More details about the layers are provided below. Also see SM Table S3.

naip_ids: the Red, Green, Blue and Near Infrared channels from National Agricultural Imagery Program (NAIP) imagery
nwi_id: wetland types from the National Wetlands Inventory (NWI). The mapping from wetland types to numbers is: estuarine and marine deepwater = 1; estuarine and marine wetland = 2; freshwater emergent wetland = 3; freshwater forested/shrub wetland = 4; freshwater pond = 5; lake = 6; riverine = 7; other = 8.
nhd_id: features from the National Hydrography Dataset (NHD), including Fcode (the water type feature, e.g. perennial stream or intermittent stream); Path length (the distance of the NHD flowline); stream order; high flow (the maximum flow value for this water segment); and low flow (the minimum flow value for this water segment).
dem_id: elevation of the point above sea level, in meters, from the USGS 3-D Elevation Program’s digital elevation model (DEM).
ecoregion_id: information about the point’s ecoregion from the US EPA Level IV Ecoregions.
nlcd_id: the point’s land cover class, taken from 20 land cover classes from the National Land Cover Database, including open water, ice/snow, four classes of developed land (open, low, medium, and high), barren, three forest classes (evergreen, deciduous, mixed), two scrub classes (dwarf, shrub), four herbaceous classes (grassland, sedge, moss, lichen), two agricultural classes (pasture/hay, cultivated), and two wetland classes (woody, emergent herbaceous).
prism_ids: 30-year climate normals at the point from the Parameter-elevation Regressions on Independent Slopes Model (PRISM), including long-run averages of minimum, maximum, and mean temperature; mean dew point temperature; minimum and maximum vapor pressure deficit; clear sky and total solar radiation; cloudiness; and average annual total precipitation.
gnatsgo_ids: soil information about the point from the gridded National Soil Survey Geographic Database (gNATSGO), including taxonomic class, hydric rating (whether the map unit a “hydric soil”), flooding frequency (the annual probability of a flood event), ponding frequency (the number of times ponding occurs per year), and water table depth (the shallowest depth, in centimeters, to a wet soil layer).
district_dummies_id: which ACE district each point is located in. These are encoded numerically; see 2_data/inputs/2_process/create_district_and_prediction_ordinal_layers.R in the code repository for details.
rule_dummies_id: each WOTUS rule. These are stored in subdirectories for each rule: CWR, NWPR, and Rapanos, and consist of arrays of a single value, with a value of 1 for Rapanos, a value of 2 for the CWR, and a value of 3 for NWPR.
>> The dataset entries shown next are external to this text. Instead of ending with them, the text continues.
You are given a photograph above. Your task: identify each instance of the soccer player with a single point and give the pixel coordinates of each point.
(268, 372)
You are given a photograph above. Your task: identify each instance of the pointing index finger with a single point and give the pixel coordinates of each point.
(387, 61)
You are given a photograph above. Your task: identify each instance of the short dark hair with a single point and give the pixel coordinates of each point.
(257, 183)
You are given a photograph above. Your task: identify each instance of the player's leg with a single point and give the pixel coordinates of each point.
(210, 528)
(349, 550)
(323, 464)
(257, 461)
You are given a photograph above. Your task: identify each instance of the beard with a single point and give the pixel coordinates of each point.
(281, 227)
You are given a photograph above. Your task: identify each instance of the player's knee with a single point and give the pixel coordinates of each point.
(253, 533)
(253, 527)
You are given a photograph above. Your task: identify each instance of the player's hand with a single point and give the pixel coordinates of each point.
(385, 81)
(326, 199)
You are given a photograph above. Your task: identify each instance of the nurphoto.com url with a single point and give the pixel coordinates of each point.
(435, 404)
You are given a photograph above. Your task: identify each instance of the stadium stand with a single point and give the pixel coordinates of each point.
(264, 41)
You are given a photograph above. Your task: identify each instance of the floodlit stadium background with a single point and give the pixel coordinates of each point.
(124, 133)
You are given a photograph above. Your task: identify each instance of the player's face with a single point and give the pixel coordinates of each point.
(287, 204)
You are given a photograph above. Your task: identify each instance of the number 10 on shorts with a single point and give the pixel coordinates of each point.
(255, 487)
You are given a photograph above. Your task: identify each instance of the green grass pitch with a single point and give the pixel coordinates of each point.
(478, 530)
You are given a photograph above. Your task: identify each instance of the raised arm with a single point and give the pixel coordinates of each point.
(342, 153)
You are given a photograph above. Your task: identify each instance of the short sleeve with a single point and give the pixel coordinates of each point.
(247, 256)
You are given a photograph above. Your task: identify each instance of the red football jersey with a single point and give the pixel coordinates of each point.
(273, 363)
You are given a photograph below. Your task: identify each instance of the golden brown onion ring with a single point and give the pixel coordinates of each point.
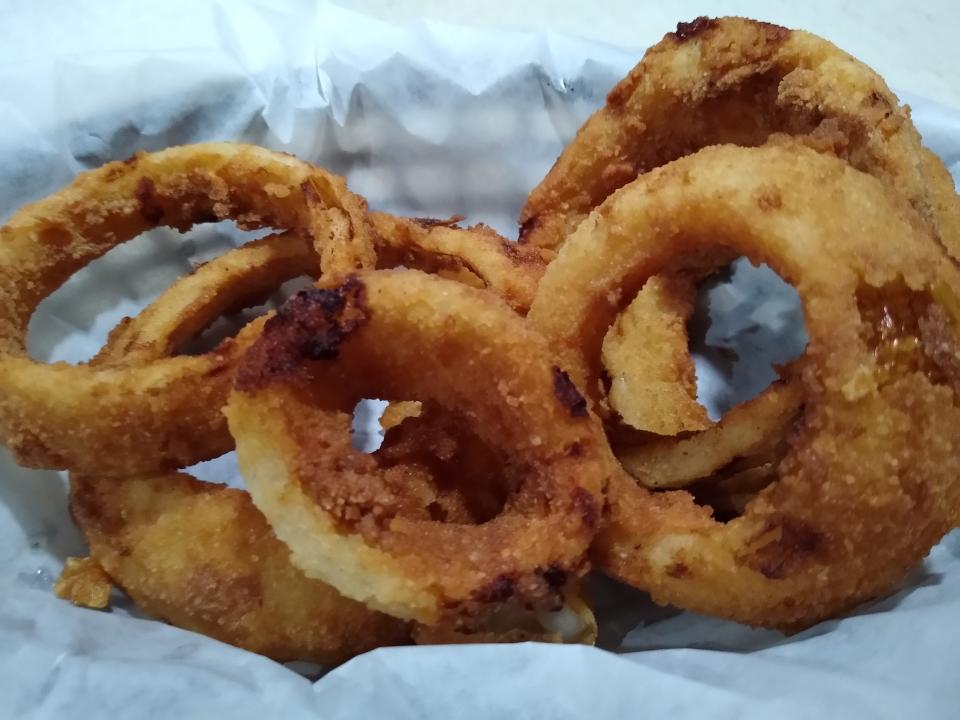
(202, 557)
(84, 582)
(750, 428)
(476, 255)
(946, 201)
(124, 420)
(738, 81)
(574, 623)
(356, 524)
(653, 384)
(240, 278)
(869, 483)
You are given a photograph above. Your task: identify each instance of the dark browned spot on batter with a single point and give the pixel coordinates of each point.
(774, 33)
(520, 255)
(908, 332)
(88, 510)
(686, 31)
(529, 226)
(428, 223)
(878, 101)
(310, 193)
(939, 340)
(795, 544)
(586, 505)
(55, 235)
(769, 199)
(311, 325)
(568, 394)
(222, 599)
(554, 576)
(500, 589)
(150, 207)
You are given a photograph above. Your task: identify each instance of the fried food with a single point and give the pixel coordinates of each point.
(727, 80)
(945, 200)
(155, 416)
(737, 81)
(240, 278)
(202, 557)
(573, 623)
(751, 428)
(358, 525)
(653, 384)
(84, 582)
(476, 256)
(869, 482)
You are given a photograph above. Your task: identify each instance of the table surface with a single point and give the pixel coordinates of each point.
(912, 44)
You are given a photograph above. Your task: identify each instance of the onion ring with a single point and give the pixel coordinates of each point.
(476, 256)
(869, 483)
(84, 582)
(350, 522)
(202, 557)
(131, 419)
(240, 278)
(738, 81)
(713, 81)
(653, 383)
(749, 429)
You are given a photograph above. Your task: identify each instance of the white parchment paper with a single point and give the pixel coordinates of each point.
(429, 119)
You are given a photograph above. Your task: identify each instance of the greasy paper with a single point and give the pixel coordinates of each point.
(428, 120)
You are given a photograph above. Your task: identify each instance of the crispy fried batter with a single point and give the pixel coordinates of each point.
(353, 522)
(84, 582)
(153, 416)
(653, 384)
(476, 256)
(870, 481)
(202, 557)
(749, 429)
(735, 81)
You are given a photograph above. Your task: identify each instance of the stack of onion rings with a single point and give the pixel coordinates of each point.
(477, 518)
(874, 453)
(355, 524)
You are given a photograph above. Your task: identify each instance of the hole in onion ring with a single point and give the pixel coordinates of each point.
(746, 322)
(230, 323)
(120, 283)
(366, 433)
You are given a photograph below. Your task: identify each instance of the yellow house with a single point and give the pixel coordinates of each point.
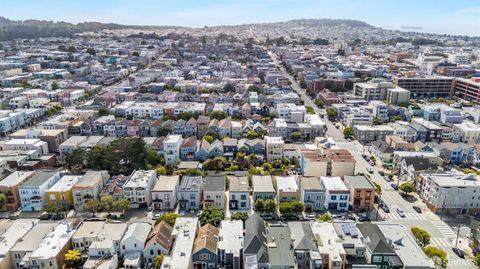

hq_dist_id: the distance, in meters, from the point to the headquarters of the ACE district the point is in.
state_id: which US state, as defined by the Topologically Integrated Geographic Encoding and Referencing System (TIGER)/Line State boundaries, each point is located in. These are encoded numerically; see 2_data/inputs/2_process/create_district_and_prediction_ordinal_layers.R in the code repository for details.